Когда все, кто мог двигаться, удалились, я приблизился к бедным стенавшим духам, лежавшим на земле, чтобы решить, могу ли я чем-нибудь им помочь. Но тут мне явно было нечего делать. Они огрызались в мою сторону, стараясь укусить. Похожие более на зверей, чем на людей, они имели сутулые тела, длинные обезьяньи руки, жесткие ладони и когтеобразные ногти на пальцах рук. Они то шли на двух ногах, то становились на все четыре конечности. Их лица также вряд ли можно было бы назвать человеческими. Сами черты их стали звериными, и они огрызались и показывали зубы, как волки. Я вспомнил, что некогда читал истории о том, как люди превращались в животных, и подумал, что именно о таких существах шла речь. В их пугающих светящихся глазах таилось выражение расчетливой хитрости, что, безусловно, было человеческим качеством. Их жесты также отличали их от животных. Более того, они умели говорить и перемешивали завывания с проклятиями и грязной бранью, что также не свойственно животным.
«Неужели у них тоже есть душа?» — воскликнул я и снова услышал ответ:
«Да, даже у них. Заблудшая, растленная, раздавленная и растоптанная до самой что ни на есть крайности, почти до полного исчезновения, но, тем не менее, она осталась, хотя и в зачаточном состоянии. Эти люди, в основном испанцы, были пиратами, грабителями, разбойниками с большой дороги, работорговцами и похитителями людей. Они опустились так низко, что почти все человеческое переродилось у них в животные инстинкты. Они стали настоящим зверьем, они живут и ведут себя как звери».
«А есть ли для них еще надежда? Может ли кто-нибудь помочь им?» — спросил я.
«Для них есть надежда, только им еще долго не воспользоваться ею. Но даже здесь есть те, кому ты можешь помочь».
Я повернулся и увидел, что у моих ног лежит человек, который с великим трудом подполз ко мне и теперь чувствовал такую усталость, что не мог более шевельнуться. Он имел менее устрашающий вид, чем другие, и в его искаженных чертах угадывались еще проблески добра. Я склонился над ним и услышал, как его губы прошептали:
«Воды! Что угодно за воду! Дай мне воды, ибо меня сжигает внутренний огонь».
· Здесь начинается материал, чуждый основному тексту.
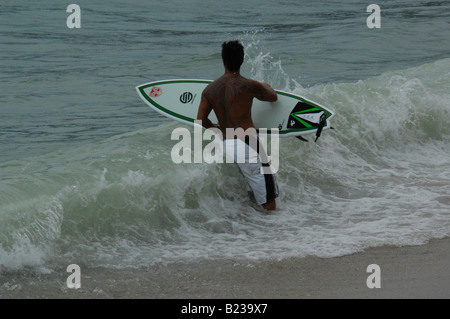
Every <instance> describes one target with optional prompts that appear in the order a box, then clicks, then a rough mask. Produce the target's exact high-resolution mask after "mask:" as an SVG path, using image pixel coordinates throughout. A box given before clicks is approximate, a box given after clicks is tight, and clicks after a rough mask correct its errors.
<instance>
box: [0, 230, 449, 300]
mask: <svg viewBox="0 0 450 319" xmlns="http://www.w3.org/2000/svg"><path fill="white" fill-rule="evenodd" d="M449 251H450V238H444V239H433V240H431V241H430V242H428V243H427V244H424V245H421V246H404V247H392V246H382V247H375V248H369V249H367V250H366V251H364V252H360V253H355V254H352V255H346V256H342V257H334V258H319V257H312V256H309V257H303V258H289V259H284V260H280V261H245V262H242V261H235V260H225V261H201V262H194V263H177V264H168V265H166V266H154V267H146V268H140V269H83V268H82V270H81V288H80V289H69V288H67V285H66V280H67V276H68V275H69V273H67V272H65V269H64V270H63V271H61V272H55V273H52V274H48V275H38V276H37V275H34V276H31V275H17V276H14V278H12V277H11V276H8V275H7V276H6V278H5V277H3V278H2V277H0V299H30V298H33V299H111V298H112V299H335V298H339V299H350V298H352V299H353V298H355V299H364V298H373V299H376V298H380V299H387V298H390V299H409V298H414V299H417V298H419V299H427V298H440V299H441V298H445V299H447V298H450V274H449V271H450V254H449V253H448V252H449ZM371 264H377V265H378V266H379V267H380V283H381V287H380V288H372V289H370V288H368V286H367V280H368V277H369V276H371V275H372V273H371V272H367V267H368V266H369V265H371ZM5 280H6V281H7V282H6V283H5Z"/></svg>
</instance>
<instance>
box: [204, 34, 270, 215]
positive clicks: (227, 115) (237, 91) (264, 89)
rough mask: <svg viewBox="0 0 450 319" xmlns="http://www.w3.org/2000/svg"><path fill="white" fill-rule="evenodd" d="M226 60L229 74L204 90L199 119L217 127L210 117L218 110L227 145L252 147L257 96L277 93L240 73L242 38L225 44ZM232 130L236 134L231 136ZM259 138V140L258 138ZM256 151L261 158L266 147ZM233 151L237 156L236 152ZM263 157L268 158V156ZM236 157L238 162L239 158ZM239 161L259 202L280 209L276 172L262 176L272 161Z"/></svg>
mask: <svg viewBox="0 0 450 319" xmlns="http://www.w3.org/2000/svg"><path fill="white" fill-rule="evenodd" d="M222 61H223V65H224V67H225V73H224V75H222V76H221V77H220V78H218V79H217V80H215V81H214V82H212V83H211V84H209V85H208V86H207V87H206V88H205V89H204V90H203V93H202V98H201V101H200V105H199V108H198V113H197V120H199V121H201V124H202V125H203V126H204V127H205V128H211V127H214V126H215V125H214V124H213V123H212V122H211V121H210V120H209V118H208V116H209V114H210V113H211V111H212V110H214V113H215V114H216V117H217V120H218V123H217V126H218V127H219V128H220V130H221V132H222V137H223V139H224V144H226V145H231V147H232V148H233V149H234V147H235V146H237V144H236V143H238V144H239V143H245V145H246V146H247V147H250V146H249V145H247V142H244V140H246V139H247V137H246V136H245V135H252V134H251V133H250V131H253V132H254V133H253V134H256V130H248V129H251V128H254V127H255V126H254V124H253V121H252V104H253V99H254V98H257V99H259V100H261V101H268V102H274V101H276V100H277V93H276V92H275V91H274V89H272V88H271V87H270V85H268V84H265V83H261V82H258V81H255V80H250V79H246V78H244V77H242V76H241V75H240V73H239V72H240V67H241V65H242V63H243V61H244V49H243V46H242V45H241V44H240V43H238V41H230V42H224V43H223V45H222ZM237 129H242V130H243V131H244V136H242V137H241V136H239V139H236V137H237V136H236V132H237ZM230 131H231V132H233V133H232V134H230V136H227V133H229V132H230ZM249 139H250V138H248V139H247V140H249ZM256 140H258V138H257V137H256ZM258 143H259V142H258ZM226 147H227V146H225V148H226ZM257 149H258V147H257ZM256 151H257V153H258V157H261V156H260V155H261V154H262V153H263V152H264V150H263V149H262V148H259V150H256ZM230 153H233V154H234V155H235V152H234V151H233V152H230ZM263 157H264V158H266V156H263ZM234 160H235V161H236V159H234ZM237 164H238V165H239V168H240V169H241V172H242V174H243V175H244V176H245V178H246V179H247V182H249V184H250V187H251V188H252V190H253V193H254V194H255V198H256V199H257V202H258V203H259V204H261V205H262V206H263V207H264V208H265V209H267V210H274V209H276V202H275V198H276V197H277V196H278V186H277V183H276V180H275V177H274V176H273V175H272V174H264V175H262V174H261V173H260V172H261V167H262V166H267V165H269V163H268V162H267V161H264V163H263V162H262V161H261V160H259V161H256V163H247V162H245V163H237Z"/></svg>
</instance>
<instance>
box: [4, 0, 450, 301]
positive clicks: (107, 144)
mask: <svg viewBox="0 0 450 319" xmlns="http://www.w3.org/2000/svg"><path fill="white" fill-rule="evenodd" d="M77 4H78V5H79V6H80V8H81V28H79V29H69V28H68V27H67V25H66V19H67V17H68V16H69V14H70V13H67V12H66V7H67V5H66V4H63V3H61V2H59V1H48V0H43V1H34V2H31V1H29V2H27V3H25V2H17V1H8V0H4V1H2V3H1V4H0V25H1V27H0V43H1V44H0V56H1V59H0V66H1V67H0V70H1V71H0V88H1V89H0V275H1V277H0V291H1V289H3V293H4V294H7V293H8V290H10V289H9V288H10V287H12V286H11V285H12V284H11V280H9V279H8V278H12V277H11V276H16V275H17V274H21V273H27V274H51V273H52V272H54V271H55V269H61V268H65V267H66V266H67V265H69V264H74V263H75V264H78V265H80V266H81V267H89V268H96V267H103V268H111V269H128V268H133V267H146V266H152V265H164V264H167V263H174V262H192V261H195V262H198V261H202V260H219V261H220V260H224V259H227V260H228V259H239V260H248V261H255V260H273V259H275V260H280V259H284V258H289V257H304V256H311V255H312V256H319V257H336V256H342V255H346V254H352V253H355V252H359V251H363V250H364V249H367V248H369V247H375V246H382V245H394V246H396V245H397V246H401V245H421V244H424V243H426V242H427V241H429V240H430V239H433V238H443V237H447V236H450V214H449V212H450V160H449V159H450V147H449V143H450V125H449V124H450V105H449V101H450V43H449V39H450V19H449V18H450V1H395V2H393V1H378V2H377V4H378V5H379V6H380V8H381V28H374V29H370V28H368V27H367V24H366V19H367V18H368V17H369V15H370V13H368V12H366V8H367V5H368V3H365V2H363V1H344V2H341V3H336V2H335V1H320V2H311V1H272V2H270V3H267V4H266V3H264V5H261V3H260V2H259V1H254V0H249V1H245V2H242V1H235V0H227V1H220V2H219V1H207V2H205V1H197V0H193V1H123V0H114V1H109V2H108V3H104V2H101V1H81V0H80V1H77ZM231 39H239V40H240V41H241V42H242V43H243V44H244V46H245V50H246V58H245V62H244V65H243V67H242V74H243V75H244V76H248V77H252V78H255V79H257V80H260V81H265V82H268V83H270V84H271V85H272V86H273V87H275V88H277V89H281V90H286V91H291V92H294V93H299V94H302V95H304V96H306V97H308V98H310V99H312V100H314V101H317V102H319V103H321V104H323V105H327V106H329V107H330V108H331V109H333V110H334V111H335V112H336V116H335V118H334V119H333V122H332V125H333V126H334V128H335V130H329V131H325V132H324V133H323V136H322V137H321V138H320V139H319V141H318V142H317V143H313V142H312V141H310V142H309V143H304V142H301V141H299V140H297V139H295V138H284V139H281V140H280V154H281V155H280V156H281V158H280V167H279V171H278V182H279V188H280V198H279V199H278V210H277V212H275V213H271V214H267V213H264V212H262V211H261V210H260V209H259V207H257V205H256V204H255V203H254V202H253V201H252V199H251V198H249V197H248V195H247V193H246V191H245V188H244V187H243V186H242V185H243V180H242V177H241V176H240V174H239V172H238V171H237V168H236V167H235V166H234V165H227V164H206V163H201V164H175V163H173V162H172V161H171V157H170V153H171V149H172V147H173V146H174V145H175V144H176V141H172V140H171V132H172V130H173V129H175V128H177V127H180V124H179V123H176V122H174V121H171V120H169V119H167V118H165V117H162V116H161V115H159V114H157V113H156V112H155V111H153V110H151V109H150V108H149V107H147V106H146V105H145V104H144V103H143V102H142V101H141V100H140V98H139V97H138V95H137V94H136V91H135V86H136V85H138V84H141V83H145V82H149V81H155V80H161V79H172V78H199V79H214V78H217V77H219V76H220V75H221V74H222V72H223V67H222V65H221V60H220V45H221V43H222V42H223V41H225V40H231ZM8 280H9V281H8ZM3 293H2V294H0V296H1V295H3ZM24 294H25V295H26V292H24ZM3 296H5V295H3Z"/></svg>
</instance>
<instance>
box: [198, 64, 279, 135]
mask: <svg viewBox="0 0 450 319" xmlns="http://www.w3.org/2000/svg"><path fill="white" fill-rule="evenodd" d="M253 98H257V99H259V100H262V101H269V102H273V101H276V100H277V94H276V92H275V91H274V90H273V89H272V88H271V87H270V86H269V85H268V84H265V83H260V82H258V81H255V80H251V79H246V78H244V77H242V76H241V75H240V74H239V72H229V71H226V72H225V74H224V75H222V76H221V77H220V78H218V79H217V80H215V81H214V82H212V83H211V84H209V85H208V86H207V87H206V88H205V90H204V91H203V94H202V98H201V102H200V106H199V111H198V115H197V119H198V120H201V121H202V125H203V126H204V127H206V128H210V127H213V126H214V124H213V123H212V122H211V121H210V120H209V119H208V115H209V113H210V112H211V110H214V113H215V114H216V117H217V119H218V121H219V122H218V123H217V125H218V127H219V128H220V130H221V131H222V134H223V136H224V138H225V139H226V138H234V137H227V136H226V135H225V133H226V129H227V128H232V129H237V128H242V129H244V130H247V129H248V128H254V124H253V121H252V117H251V108H252V103H253Z"/></svg>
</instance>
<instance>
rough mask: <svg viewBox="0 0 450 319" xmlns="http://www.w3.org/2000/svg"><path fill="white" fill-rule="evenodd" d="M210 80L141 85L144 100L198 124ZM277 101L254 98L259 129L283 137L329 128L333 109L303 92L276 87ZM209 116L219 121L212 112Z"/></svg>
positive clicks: (257, 120)
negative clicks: (297, 94) (293, 91)
mask: <svg viewBox="0 0 450 319" xmlns="http://www.w3.org/2000/svg"><path fill="white" fill-rule="evenodd" d="M211 82H212V81H211V80H191V79H178V80H164V81H156V82H149V83H145V84H141V85H138V86H137V87H136V90H137V92H138V94H139V96H140V97H141V99H142V100H143V101H144V102H145V103H147V104H148V105H149V106H150V107H152V108H153V109H155V110H156V111H158V112H159V113H161V114H163V115H165V116H167V117H169V118H172V119H174V120H177V121H181V122H183V123H187V124H195V120H196V119H197V112H198V106H199V104H200V99H201V95H202V92H203V90H204V89H205V87H206V86H207V85H208V84H209V83H211ZM275 91H276V92H277V94H278V100H277V101H276V102H263V101H260V100H258V99H254V100H253V107H252V119H253V123H254V124H255V127H256V129H257V130H260V129H267V134H270V130H271V129H278V134H279V136H280V137H288V136H300V135H306V134H313V133H316V135H320V133H321V131H322V129H328V128H330V127H331V126H330V120H331V119H332V118H333V116H334V114H335V113H334V112H333V111H331V110H330V109H328V108H326V107H325V106H323V105H320V104H319V103H316V102H313V101H310V100H308V99H306V98H304V97H302V96H300V95H297V94H293V93H288V92H283V91H280V90H275ZM209 119H210V120H211V121H212V122H213V123H217V118H216V116H215V114H214V111H212V112H211V113H210V115H209Z"/></svg>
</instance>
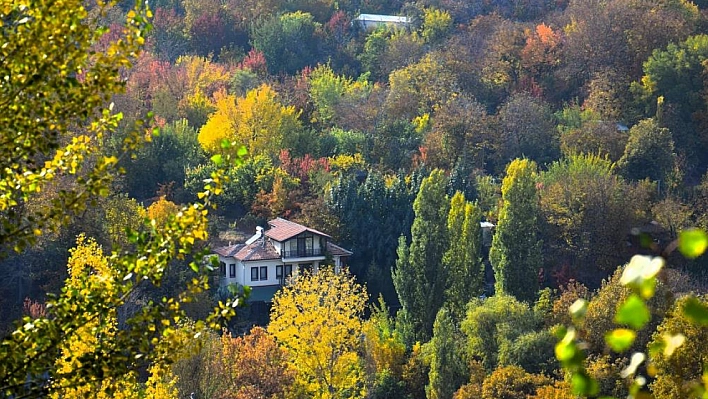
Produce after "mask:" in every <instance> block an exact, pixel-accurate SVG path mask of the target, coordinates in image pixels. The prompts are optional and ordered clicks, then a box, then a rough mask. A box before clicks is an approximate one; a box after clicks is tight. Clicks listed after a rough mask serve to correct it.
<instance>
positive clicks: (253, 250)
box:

У меня не было воды, и я не знал, где добыть ее в этой стране, но я дал ему несколько капель эликсира, который принес с собой из Рассветной Страны для себя. Питье подействовало на него магически. Не зря же это был эликсир. Мужчина сел и, уставившись на меня, сказал:
«Ты, должно быть, волшебник. Я почувствовал, что огонь, годами сжигавший меня изнутри, погас. Меня мучил огонь жажды с тех самых пор, как я оказался здесь, в этом аду».
Я помог ему отойти в сторону, подальше от остальных, и начал совершать магические пассы над его телом. По мере того как я это делал, страдания его прекращались, он успокаивался. Я стоял рядом и не знал, что нужно делать дальше — поговорить с ним или увести с собой. Но тут он схватил меня за руку и с жаром поцеловал ее:
«О, друг! Как мне отблагодарить тебя? Как мне называть того, кто облегчил мои страдания?»
«Если ты и вправду благодарен мне, не хочешь ли и сам заработать благодарность тех, кому ты мог бы оказать помощь? Я могу научить тебя, как этого добиться».
«О, да! Да! С радостью, если ты возьмешь меня с собой, добрый друг!»
«Дай-ка я помогу тебе встать, и, если ты немного пришел в себя, нам лучше сейчас же убраться отсюда», — сказал я, размышляя, что же делать дальше, и мы вместе отправились в путь.
Мой компаньон рассказал мне, что некогда был пиратом и участвовал в работорговле. Он был боцманом корабля и погиб в драке, а когда пришел в себя, то обнаружил, что вместе со всей командой оказался в этом темном месте. Он не имел ни малейшего понятия, сколько времени пробыл здесь, но этот период показался ему вечностью. Они вместе с другими такими же духами собирались в банды и проводили время в стычках и драках. Если они не встречали на своем пути другие банды, то начинали драться между собой. Потасовки были единственным возбуждающим моментом для них в этом кошмарном месте, где невозможно найти ни капли влаги, которая помогла бы заглушить невыносимую жажду, мучившую всех их. Что бы они ни пили, жидкость превращалась в их горле в живой огонь. Он еще рассказал следующее:
«Как бы ты ни страдал, ты не можешь умереть — таково наше проклятие, которое страшнее смерти. Можно хоть сотни раз пытаться прервать свою жизнь — все будет напрасно, страдания не прекратятся. Мы — как голодные волки, и, если нет объекта для нападения, мы начинаем драться между собой до полного изнеможения. Потом мы обычно лежим и стонем от боли, пока не придем в себя достаточно, чтобы наброситься на кого-нибудь еще. Я очень хотел вырваться отсюда, любой ценой! В конце концов, я обратился к молитве: я молил Бога простить меня, обещал сделать все что угодно, только бы мне предоставили шанс уйти отсюда. Когда я увидел тебя, стоящего рядом со мной, я решил, что ты — ангел и послан мне с Небес. Но у тебя не было крыльев и ничего такого, чтобы отличить от других, как это рисуют на картинках. Однако ни на каких картинках нет ничего похожего на это место. А если что-то не так в одном, то может быть ошибка и в другом, верно?»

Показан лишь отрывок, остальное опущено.